The Walrus invites local photographers to send us your best photos of Saturday and Sunday’s Torontohenge effect. Bree Seeley, our picture editor, will choose her favourite images for a gallery to be published on walrusmagazine.com. The overall winner will receive a gift bag from Drawn and Quarterly; two runners-up will each receive a pair of tickets to The Walrus events at the International Festival of Authors. All three winners will also receive a complimentary one-year subscription to The Walrus.

Submit images as JPGs (minimum 640×480 pixels) to contests@walrusmagazine.com before 12:00 pm EST, Tuesday, October 27.

To get you in the mood, check out this practice run from Sniderscion. Shot on Tuesday, he points out that the sun isn’t quite there yet.

© Sniderscion

© Sniderscion

{ 6 comments… read them below or add one }

Josh R. October 21, 2009 at 11:49 pm

Designers are all up in arms about the detriment of design contests. What about photographers? How does the photography world view the practice of photography contests?

Damien Franco October 22, 2009 at 12:19 am

I’ve always wanted to witness this event. It’s got such a beautiful allure.
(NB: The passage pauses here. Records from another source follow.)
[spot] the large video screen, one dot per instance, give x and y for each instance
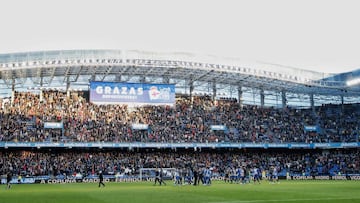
(132, 94)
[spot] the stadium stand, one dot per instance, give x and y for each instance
(198, 131)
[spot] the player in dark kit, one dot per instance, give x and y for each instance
(158, 177)
(101, 179)
(8, 180)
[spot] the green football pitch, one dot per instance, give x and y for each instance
(218, 192)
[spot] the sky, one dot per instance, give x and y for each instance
(319, 35)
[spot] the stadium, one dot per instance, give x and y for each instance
(68, 115)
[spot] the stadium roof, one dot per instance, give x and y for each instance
(78, 67)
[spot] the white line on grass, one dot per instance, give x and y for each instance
(284, 200)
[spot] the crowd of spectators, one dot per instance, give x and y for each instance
(190, 120)
(68, 163)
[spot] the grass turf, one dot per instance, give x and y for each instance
(219, 192)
I’m a little too far to make it from way out in West Texas.

Someday…

David October 22, 2009 at 11:07 am

Just found your site via an email from Rob Davidson. Hoping the skies clear up this weekend.

Heather October 22, 2009 at 2:09 pm

Josh: Yes, there certainly has been some concern about photography contests but I think this one is a little different. Sure, it’s generating content for Walrus’ site but I don’t think there is any intention of using the photographs in any way. I haven’t read the fine print but I’m pretty sure this is just a fun way to engage readers in this neat Urban Solstice phenomenon (or am I being niave….).
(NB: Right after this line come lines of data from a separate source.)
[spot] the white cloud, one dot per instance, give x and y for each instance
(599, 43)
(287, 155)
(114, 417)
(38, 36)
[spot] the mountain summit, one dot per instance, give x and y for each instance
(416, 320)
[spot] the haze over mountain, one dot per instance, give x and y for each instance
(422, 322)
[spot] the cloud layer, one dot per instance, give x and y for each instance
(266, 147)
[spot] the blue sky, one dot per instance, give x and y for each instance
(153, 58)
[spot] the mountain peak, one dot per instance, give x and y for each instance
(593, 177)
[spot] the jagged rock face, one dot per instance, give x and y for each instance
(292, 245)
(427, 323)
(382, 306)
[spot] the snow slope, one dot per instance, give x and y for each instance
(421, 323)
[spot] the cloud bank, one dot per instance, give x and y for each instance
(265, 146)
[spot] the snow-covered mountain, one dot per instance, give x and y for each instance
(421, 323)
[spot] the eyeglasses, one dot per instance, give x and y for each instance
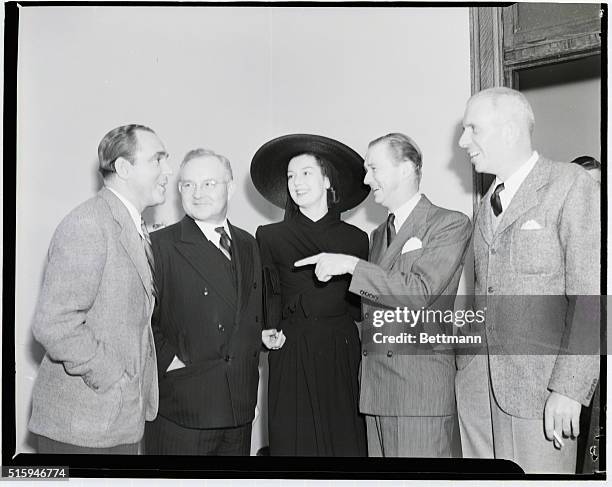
(206, 185)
Damien: I think you can use the Photographer’s Ephemeris to find out when your West Texas sun and skyscrapers will align (do you have skyscrapers in West Texas?).
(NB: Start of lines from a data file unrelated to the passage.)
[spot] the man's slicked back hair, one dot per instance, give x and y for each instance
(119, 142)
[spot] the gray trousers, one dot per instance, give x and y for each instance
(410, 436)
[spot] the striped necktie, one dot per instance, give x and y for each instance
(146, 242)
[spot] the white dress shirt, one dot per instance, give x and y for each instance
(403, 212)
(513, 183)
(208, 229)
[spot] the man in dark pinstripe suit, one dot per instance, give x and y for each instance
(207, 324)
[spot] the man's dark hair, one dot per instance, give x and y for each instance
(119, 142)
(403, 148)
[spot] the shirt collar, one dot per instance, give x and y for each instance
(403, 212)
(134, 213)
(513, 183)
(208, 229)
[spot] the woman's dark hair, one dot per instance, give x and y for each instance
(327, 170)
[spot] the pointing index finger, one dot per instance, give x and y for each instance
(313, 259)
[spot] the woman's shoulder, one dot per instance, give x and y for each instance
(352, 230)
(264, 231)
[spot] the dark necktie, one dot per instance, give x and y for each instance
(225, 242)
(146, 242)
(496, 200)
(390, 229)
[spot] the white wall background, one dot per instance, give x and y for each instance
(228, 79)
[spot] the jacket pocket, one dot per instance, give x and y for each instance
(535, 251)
Josh R. October 22, 2009 at 2:46 pm

It certainly seems like an innocent contest—they are not asking for people to compete to win a commission—I was just wondering what the general though on photography contests is.

Bree October 23, 2009 at 10:39 am

Torontohenge is not wholly unlike social networking. Though it aims to collect some cool images which take lead from the math that Photographer’s Ephemeris has figured out and provided neatly for us. The Walrus will encourage participation in other Cdn. cities. Hopefully over time a wider movement will gel and anyone who cares to look will enjoy a blissful moment of reflection on how the landscape of urban jungle dovetails with mr sun and aren’t we clever bums for tracking it. Most of this will happen outside of Walrus-land and requires the will of the folks making the pictures cos Walrus never assumes or even asks for copyright of contributors works. Walrus is really just jumping on the bandwagon of this visual scheme. Harmless

As for the wider question about contests.. I think that as the international student body of photography surges, partnered with technology enabling many more practitioners… photo contests have become part of the fabric for young photographers. I’d love to know the real numbers but to my eye the range of contest has sprung ten-fold in the last several years. Unfortunately i don’t see that they pave the road to the much loved more traditional ‘jewels’ in photography like: getting a solo book, having a solo exhibit and a career of commissions cos those are opportunities that are becoming more scarce or certainly diluted by the army of photographers gunning for the goodies.
Modest contests rewards and publishing a personal series on your website are going to have to suffice for a lot of photographers. Both are good things because jeeze, we all appreciate reassurance and going public with our own work (by posting online) is not unlike the initial act of making pictures. It takes some bravery and requires that an individual have a position on a matter. That’s powerful.
I am not the first person to note that a lot of curious work does not and will not get traction beyond a life on personal sites. It is ours to resolve that getting 10s of thousands of hits will be the payoff to good work and not often will those same works wind up in the much relished vaults that we know to be the important photo-book of yore.
Likewise modern contest are like the cousins to the magazine article where artists are validated.